So we're making -- we continue to make great progress on the preclinical side in oral formulations and strategy. It's not just formulations. It's also how we present the molecule, capsules, tablets, microparticles, all these other things. And we're making really good progress. And we'll see. Our objective is to move a new oral program into development by the end of the year. It'll more than likely come from an Ionis wholly owned program, but that's the plan right now.
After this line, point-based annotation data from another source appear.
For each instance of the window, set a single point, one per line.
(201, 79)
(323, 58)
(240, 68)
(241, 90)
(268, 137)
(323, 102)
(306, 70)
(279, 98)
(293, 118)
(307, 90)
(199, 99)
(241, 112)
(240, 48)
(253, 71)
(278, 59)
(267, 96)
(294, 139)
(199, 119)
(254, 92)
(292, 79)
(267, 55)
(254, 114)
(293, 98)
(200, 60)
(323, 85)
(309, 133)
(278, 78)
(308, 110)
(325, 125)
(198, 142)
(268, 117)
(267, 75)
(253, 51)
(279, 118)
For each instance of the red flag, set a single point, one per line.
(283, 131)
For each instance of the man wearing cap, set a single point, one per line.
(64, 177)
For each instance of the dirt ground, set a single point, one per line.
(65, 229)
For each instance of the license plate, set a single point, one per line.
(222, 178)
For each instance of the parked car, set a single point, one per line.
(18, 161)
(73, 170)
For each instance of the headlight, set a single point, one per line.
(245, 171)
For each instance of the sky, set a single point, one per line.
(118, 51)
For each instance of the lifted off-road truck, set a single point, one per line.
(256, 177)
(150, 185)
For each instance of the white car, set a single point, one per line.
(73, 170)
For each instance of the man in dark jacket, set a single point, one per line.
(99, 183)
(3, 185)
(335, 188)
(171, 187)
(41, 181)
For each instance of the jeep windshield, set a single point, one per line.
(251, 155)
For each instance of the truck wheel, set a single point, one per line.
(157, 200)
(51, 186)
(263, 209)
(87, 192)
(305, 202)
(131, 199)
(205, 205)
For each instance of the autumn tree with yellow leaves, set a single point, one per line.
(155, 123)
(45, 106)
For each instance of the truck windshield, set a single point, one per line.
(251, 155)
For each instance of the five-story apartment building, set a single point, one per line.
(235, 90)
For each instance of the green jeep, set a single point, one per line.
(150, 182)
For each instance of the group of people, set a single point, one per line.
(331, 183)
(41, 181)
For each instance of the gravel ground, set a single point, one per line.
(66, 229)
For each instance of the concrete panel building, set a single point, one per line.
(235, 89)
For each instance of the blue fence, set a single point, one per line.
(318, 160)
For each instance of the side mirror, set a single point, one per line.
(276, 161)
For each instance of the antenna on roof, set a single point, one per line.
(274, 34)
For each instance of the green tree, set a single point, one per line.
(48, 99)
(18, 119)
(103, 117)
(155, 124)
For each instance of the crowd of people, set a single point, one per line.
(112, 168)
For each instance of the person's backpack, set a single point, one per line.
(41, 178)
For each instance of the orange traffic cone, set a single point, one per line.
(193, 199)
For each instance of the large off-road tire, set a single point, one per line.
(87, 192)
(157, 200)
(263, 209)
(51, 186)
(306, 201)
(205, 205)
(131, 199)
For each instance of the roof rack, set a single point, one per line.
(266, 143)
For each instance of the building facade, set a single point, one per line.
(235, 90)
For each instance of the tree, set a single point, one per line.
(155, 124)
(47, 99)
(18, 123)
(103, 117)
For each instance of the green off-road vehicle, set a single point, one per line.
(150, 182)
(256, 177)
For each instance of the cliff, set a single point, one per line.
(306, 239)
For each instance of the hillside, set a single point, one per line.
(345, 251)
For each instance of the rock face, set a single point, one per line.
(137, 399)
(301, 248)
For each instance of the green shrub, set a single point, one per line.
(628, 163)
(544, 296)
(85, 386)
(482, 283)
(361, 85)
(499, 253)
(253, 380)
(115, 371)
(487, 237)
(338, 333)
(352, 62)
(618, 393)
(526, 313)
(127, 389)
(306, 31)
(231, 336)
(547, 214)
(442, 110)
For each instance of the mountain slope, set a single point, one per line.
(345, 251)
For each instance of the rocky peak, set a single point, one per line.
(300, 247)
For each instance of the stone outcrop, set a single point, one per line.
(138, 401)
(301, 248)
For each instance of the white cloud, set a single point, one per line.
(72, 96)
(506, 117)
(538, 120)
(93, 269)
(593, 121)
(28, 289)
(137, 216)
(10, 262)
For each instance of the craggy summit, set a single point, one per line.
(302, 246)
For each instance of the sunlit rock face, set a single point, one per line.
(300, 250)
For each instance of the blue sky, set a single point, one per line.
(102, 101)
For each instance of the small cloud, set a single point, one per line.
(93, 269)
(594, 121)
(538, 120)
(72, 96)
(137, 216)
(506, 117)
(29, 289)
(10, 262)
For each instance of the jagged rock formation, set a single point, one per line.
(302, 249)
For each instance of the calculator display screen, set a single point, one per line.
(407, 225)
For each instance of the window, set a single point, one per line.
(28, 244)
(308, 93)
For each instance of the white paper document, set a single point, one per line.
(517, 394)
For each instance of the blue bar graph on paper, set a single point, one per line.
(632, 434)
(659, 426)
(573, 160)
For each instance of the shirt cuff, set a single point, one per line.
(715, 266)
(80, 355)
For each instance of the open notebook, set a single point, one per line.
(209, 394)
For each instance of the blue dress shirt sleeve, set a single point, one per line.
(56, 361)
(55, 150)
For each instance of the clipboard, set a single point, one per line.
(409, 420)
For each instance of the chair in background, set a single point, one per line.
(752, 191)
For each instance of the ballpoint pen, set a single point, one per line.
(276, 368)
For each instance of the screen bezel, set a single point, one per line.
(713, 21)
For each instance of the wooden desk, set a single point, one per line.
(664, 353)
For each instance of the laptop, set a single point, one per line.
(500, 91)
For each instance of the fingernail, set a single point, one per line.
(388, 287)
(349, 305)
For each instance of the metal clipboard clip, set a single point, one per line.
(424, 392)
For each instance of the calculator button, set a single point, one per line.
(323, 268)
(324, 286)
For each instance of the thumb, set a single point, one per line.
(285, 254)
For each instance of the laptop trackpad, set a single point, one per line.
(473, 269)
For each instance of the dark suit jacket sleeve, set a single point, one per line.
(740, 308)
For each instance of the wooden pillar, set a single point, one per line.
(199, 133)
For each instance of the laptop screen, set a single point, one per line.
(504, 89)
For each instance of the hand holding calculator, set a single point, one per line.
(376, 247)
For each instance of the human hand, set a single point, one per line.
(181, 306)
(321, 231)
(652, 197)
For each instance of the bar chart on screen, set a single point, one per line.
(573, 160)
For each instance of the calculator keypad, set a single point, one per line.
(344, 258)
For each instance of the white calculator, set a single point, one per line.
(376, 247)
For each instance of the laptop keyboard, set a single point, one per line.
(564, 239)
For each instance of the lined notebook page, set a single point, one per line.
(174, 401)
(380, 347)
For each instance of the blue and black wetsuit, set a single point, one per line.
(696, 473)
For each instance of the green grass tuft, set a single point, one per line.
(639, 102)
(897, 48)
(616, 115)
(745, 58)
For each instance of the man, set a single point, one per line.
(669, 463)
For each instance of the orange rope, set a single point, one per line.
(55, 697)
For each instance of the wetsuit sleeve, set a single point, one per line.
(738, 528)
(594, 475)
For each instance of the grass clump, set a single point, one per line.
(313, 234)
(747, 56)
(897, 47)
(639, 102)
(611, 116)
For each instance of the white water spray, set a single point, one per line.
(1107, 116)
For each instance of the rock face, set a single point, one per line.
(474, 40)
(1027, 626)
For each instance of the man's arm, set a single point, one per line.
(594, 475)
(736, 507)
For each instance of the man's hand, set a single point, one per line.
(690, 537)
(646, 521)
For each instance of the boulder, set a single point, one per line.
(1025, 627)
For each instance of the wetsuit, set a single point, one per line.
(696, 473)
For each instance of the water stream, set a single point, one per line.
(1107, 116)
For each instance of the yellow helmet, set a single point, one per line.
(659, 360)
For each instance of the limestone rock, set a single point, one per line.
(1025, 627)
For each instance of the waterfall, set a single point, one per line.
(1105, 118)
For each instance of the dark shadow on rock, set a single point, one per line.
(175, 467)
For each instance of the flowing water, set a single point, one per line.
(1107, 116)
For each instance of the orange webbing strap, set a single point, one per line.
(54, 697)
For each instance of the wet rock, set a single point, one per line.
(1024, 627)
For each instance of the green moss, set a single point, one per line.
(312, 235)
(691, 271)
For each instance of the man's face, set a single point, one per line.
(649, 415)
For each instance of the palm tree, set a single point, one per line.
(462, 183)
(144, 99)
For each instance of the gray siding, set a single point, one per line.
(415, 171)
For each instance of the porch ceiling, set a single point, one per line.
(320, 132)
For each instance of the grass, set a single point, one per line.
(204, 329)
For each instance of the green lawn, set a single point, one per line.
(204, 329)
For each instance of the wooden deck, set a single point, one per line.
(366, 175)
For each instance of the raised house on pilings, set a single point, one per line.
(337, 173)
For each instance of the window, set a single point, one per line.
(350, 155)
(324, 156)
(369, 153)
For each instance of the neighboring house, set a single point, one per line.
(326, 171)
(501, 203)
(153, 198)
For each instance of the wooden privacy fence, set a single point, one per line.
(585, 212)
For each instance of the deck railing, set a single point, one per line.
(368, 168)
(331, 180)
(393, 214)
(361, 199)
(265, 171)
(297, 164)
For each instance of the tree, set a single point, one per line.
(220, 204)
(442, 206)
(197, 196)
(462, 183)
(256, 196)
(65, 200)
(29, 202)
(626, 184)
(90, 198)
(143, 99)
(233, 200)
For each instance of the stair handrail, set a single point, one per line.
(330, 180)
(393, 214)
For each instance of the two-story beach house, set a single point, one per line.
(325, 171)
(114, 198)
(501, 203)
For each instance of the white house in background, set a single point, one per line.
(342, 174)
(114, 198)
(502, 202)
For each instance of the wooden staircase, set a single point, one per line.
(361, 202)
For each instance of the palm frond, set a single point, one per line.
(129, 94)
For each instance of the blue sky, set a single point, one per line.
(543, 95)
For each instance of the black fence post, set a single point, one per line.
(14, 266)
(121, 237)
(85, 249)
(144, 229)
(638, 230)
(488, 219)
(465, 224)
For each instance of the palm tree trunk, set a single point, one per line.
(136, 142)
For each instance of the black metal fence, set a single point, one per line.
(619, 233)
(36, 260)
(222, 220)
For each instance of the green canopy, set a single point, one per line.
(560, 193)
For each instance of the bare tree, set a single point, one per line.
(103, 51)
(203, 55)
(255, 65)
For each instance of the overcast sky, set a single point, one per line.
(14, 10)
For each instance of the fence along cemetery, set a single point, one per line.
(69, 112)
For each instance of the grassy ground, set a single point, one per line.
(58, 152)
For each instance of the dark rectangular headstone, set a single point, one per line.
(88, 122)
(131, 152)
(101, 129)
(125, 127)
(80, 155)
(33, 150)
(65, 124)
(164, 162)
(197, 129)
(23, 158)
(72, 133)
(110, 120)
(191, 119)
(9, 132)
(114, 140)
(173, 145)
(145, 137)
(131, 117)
Okay. Got it. You started out the presentation talking about the strategy to keep more of your products wholly owned and commercialize them independently. And related to that, you've also talked about kind of within that approaching indications that have a rapid path to market and then expanding out from there once you kind of establish a commercial foothold in different disease areas. So just thinking about that a little more specifically, what are the factors that you're hoping to characterize in these markets as you enter them before launching commercial efforts in larger indications?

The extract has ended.